I'm trying to determine the schema of a json kafka topic. To achieve that, I lifted a code part from this blog(https://medium.com/wehkamp-techblog/streaming-kafka-topic-to-delta-table-s3-with-spark-structured-streaming-2bb3027c7565).
Background : I have a topic streaming json messages which are base64 encoded. So I'm able to decode the value using unbase64(value)
casting it to string which gives me the required json in the form of a string.
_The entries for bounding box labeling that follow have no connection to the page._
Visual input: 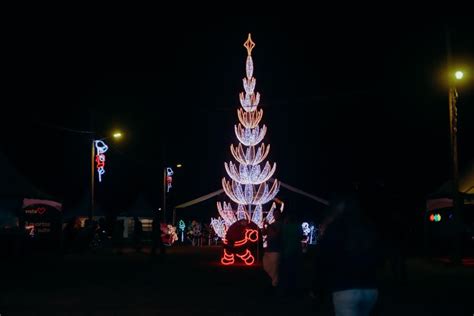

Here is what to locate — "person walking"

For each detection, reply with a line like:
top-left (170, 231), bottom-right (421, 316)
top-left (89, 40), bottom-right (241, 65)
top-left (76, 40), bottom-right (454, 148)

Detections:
top-left (262, 210), bottom-right (282, 289)
top-left (315, 187), bottom-right (382, 316)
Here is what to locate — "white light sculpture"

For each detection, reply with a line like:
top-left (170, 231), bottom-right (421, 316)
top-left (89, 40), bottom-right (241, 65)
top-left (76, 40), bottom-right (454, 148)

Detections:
top-left (211, 34), bottom-right (280, 239)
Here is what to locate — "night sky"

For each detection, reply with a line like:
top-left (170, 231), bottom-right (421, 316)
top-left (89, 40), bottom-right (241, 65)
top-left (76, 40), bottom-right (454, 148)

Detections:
top-left (0, 16), bottom-right (474, 220)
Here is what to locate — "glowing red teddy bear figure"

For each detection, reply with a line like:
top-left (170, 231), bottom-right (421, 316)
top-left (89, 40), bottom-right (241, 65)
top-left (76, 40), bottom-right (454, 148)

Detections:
top-left (221, 222), bottom-right (258, 266)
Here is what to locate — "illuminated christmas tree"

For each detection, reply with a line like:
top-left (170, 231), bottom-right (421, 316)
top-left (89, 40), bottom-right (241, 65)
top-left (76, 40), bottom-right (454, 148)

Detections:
top-left (211, 34), bottom-right (280, 265)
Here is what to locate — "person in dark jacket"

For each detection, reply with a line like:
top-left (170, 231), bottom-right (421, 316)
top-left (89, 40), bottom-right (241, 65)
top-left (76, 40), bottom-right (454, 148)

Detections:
top-left (316, 185), bottom-right (381, 316)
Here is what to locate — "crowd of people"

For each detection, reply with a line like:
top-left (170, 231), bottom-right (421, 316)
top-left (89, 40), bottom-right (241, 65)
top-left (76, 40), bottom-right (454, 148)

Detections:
top-left (263, 185), bottom-right (392, 316)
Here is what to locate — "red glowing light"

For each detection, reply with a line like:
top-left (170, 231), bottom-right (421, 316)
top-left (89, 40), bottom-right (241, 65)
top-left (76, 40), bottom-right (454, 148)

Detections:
top-left (221, 249), bottom-right (235, 266)
top-left (221, 229), bottom-right (258, 266)
top-left (231, 228), bottom-right (258, 247)
top-left (237, 249), bottom-right (255, 266)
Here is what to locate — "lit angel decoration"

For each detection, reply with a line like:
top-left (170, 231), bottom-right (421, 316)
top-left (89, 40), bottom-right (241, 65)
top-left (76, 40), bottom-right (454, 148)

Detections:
top-left (94, 140), bottom-right (109, 182)
top-left (211, 34), bottom-right (280, 265)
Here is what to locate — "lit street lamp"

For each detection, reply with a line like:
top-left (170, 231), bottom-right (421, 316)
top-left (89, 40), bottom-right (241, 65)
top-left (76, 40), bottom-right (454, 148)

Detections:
top-left (89, 131), bottom-right (122, 221)
top-left (449, 70), bottom-right (464, 261)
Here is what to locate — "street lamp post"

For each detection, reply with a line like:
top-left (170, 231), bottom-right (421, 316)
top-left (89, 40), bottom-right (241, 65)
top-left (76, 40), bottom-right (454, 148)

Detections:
top-left (449, 71), bottom-right (464, 262)
top-left (163, 163), bottom-right (183, 224)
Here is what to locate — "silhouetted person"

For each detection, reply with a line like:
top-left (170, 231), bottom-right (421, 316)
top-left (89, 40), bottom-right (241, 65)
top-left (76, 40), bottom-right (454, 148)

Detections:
top-left (262, 210), bottom-right (282, 288)
top-left (315, 187), bottom-right (381, 316)
top-left (384, 211), bottom-right (406, 281)
top-left (112, 220), bottom-right (125, 254)
top-left (133, 216), bottom-right (143, 252)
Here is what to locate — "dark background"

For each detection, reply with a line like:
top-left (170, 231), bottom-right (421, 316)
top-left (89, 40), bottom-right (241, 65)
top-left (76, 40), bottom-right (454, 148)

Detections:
top-left (0, 13), bottom-right (474, 221)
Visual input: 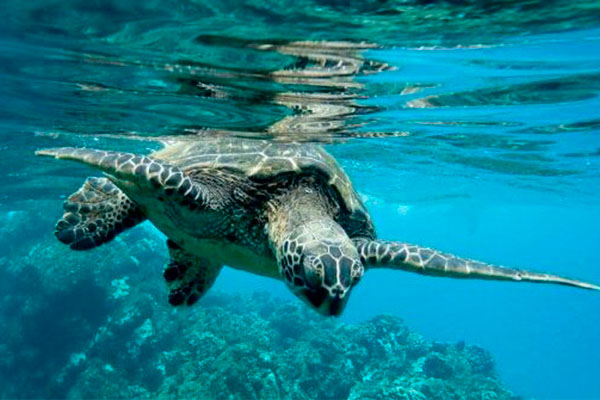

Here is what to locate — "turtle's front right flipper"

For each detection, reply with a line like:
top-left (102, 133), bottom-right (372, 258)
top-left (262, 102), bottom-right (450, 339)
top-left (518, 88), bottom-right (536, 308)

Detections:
top-left (54, 178), bottom-right (146, 250)
top-left (355, 239), bottom-right (600, 290)
top-left (35, 147), bottom-right (210, 209)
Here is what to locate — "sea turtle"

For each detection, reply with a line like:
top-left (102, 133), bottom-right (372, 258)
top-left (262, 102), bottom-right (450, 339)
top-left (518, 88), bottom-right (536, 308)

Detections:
top-left (37, 139), bottom-right (600, 316)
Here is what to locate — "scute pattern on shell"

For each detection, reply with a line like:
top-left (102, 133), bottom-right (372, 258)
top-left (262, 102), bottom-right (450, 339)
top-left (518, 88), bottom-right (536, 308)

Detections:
top-left (150, 139), bottom-right (374, 236)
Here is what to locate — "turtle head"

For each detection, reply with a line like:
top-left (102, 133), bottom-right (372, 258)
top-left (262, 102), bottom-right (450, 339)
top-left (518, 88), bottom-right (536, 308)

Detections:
top-left (278, 221), bottom-right (364, 316)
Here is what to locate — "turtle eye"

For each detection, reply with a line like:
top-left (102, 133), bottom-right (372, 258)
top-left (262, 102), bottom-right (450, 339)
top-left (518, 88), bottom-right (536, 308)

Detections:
top-left (301, 256), bottom-right (323, 289)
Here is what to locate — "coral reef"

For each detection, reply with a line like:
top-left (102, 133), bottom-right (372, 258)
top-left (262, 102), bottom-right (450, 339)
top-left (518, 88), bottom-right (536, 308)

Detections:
top-left (0, 211), bottom-right (514, 400)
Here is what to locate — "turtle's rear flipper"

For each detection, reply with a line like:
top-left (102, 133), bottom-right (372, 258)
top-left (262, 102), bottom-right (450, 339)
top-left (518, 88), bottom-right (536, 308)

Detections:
top-left (354, 239), bottom-right (600, 290)
top-left (163, 240), bottom-right (222, 306)
top-left (54, 178), bottom-right (146, 250)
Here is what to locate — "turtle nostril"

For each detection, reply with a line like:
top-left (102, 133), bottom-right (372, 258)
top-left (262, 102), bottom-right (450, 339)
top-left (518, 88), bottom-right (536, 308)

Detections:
top-left (331, 286), bottom-right (344, 296)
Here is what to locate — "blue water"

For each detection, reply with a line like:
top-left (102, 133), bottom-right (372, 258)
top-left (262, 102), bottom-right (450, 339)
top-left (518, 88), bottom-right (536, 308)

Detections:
top-left (0, 1), bottom-right (600, 399)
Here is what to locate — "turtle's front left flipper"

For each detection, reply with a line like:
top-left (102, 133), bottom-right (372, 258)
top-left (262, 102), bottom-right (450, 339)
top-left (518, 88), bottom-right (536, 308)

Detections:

Now because I have to flatten this string json without any information on the schema, I'm using the below function.
`
def infer_topic_schema_json(topic):
df_json = (spark.read
.format("kafka")
.option("kafka.bootstrap.servers", kafka_broker)
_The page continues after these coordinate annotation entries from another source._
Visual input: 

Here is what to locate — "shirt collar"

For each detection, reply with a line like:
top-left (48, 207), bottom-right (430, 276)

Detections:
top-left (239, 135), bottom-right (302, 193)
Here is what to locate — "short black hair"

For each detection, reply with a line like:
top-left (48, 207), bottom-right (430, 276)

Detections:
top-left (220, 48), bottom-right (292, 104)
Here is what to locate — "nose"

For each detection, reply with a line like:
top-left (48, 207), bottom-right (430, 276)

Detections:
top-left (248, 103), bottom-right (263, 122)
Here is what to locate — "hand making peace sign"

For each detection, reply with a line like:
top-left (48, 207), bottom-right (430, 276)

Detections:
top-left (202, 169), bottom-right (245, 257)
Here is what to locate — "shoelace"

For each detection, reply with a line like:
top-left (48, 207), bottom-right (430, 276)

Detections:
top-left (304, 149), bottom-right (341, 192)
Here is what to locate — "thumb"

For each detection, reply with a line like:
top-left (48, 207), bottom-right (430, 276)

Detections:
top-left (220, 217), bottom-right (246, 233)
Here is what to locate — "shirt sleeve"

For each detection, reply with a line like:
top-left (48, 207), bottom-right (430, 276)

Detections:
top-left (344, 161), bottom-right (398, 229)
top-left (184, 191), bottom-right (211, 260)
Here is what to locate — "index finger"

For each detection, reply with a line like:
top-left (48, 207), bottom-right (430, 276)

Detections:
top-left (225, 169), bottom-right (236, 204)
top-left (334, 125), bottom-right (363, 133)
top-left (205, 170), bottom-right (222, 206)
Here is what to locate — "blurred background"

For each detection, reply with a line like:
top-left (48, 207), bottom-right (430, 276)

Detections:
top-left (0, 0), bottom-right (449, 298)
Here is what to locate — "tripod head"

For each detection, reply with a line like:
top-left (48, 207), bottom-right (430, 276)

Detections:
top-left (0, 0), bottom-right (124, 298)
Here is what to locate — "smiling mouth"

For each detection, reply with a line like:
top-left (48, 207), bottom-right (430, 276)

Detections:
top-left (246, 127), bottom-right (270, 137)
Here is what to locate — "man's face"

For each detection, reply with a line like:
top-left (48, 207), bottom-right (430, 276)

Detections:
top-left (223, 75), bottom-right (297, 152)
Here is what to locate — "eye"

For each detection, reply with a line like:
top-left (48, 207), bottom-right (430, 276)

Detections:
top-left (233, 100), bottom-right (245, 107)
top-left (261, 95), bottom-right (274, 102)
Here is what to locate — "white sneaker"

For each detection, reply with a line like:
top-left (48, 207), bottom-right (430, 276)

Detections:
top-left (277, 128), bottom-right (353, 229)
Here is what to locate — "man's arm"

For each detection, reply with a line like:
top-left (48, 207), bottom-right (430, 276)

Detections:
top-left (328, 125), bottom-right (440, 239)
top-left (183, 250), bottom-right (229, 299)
.option("subscribe", topic)
.option("startingOffsets", "earliest")
.option("endingOffsets", "latest")
.option("failOnDataLoss", "false")
.load()
# filter out empty values
.withColumn("value", expr("string(value)"))
.filter(col("value").isNotNull())
# get latest version of each record
.select("key", expr("struct(offset, value) r"))
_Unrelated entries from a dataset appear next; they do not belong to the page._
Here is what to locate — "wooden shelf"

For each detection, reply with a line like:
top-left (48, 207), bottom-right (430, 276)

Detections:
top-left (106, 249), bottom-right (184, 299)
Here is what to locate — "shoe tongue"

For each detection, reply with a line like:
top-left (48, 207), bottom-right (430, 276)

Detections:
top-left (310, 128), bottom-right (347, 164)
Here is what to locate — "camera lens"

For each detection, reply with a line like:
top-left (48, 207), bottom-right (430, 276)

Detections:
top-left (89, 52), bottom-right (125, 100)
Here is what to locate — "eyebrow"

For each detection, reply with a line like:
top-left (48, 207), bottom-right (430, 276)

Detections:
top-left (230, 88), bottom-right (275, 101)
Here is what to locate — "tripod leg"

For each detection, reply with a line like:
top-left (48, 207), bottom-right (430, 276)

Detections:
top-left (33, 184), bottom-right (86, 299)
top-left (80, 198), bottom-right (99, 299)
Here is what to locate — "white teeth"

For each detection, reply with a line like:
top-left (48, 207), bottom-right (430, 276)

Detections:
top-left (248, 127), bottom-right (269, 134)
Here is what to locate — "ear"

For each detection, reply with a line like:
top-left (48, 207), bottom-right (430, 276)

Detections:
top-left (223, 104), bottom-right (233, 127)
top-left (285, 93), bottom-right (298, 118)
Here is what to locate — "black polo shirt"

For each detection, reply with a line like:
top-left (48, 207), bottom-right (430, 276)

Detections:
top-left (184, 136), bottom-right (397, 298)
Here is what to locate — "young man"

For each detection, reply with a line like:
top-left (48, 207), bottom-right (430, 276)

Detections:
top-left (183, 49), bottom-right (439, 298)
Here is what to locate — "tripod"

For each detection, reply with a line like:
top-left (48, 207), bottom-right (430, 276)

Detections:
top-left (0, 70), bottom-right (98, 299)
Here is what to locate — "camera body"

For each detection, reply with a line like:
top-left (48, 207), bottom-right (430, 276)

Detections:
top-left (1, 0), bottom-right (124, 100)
.groupBy("key").agg(expr("max(r) r"))
.select("r.value"))
# decode the json values
df_read = spark.read.json(
df_json.rdd.map(lambda x: x.value), multiLine=True)
# drop corrupt records
if "_corrupt_record" in df_read.columns:
df_read = (df_read
.filter(col("_corrupt_record").isNotNull())
.drop("_corrupt_record"))
return df_read.schema.json()
However, this code piece in databricks is taking too much time (as long as 3 hours) for a topic which has less than 1000 messages so far. Config of the cluster I'm using is below :
2-10 workers 256-1280 GB Memory
32-160 cores
Driver - 128 GB memory, 16 cores
Runtime - 10.4.x-scala2.12
Standard E16ds_v4 12-44 DBU/h
Any suggestions on how to speed up the above process as it is not feasible to let the schema inferring function for 3+ hours as I already know that schema would be updated dynamically quite frequently (once a day or 2).
I already tried reading a small batch of 2 records to see if that speeds up the process but it did not. Also, the plan is to maintain a checkpoint in the above batch function so that I do not have to process all the already processed messages when I'm rerunning to update schema.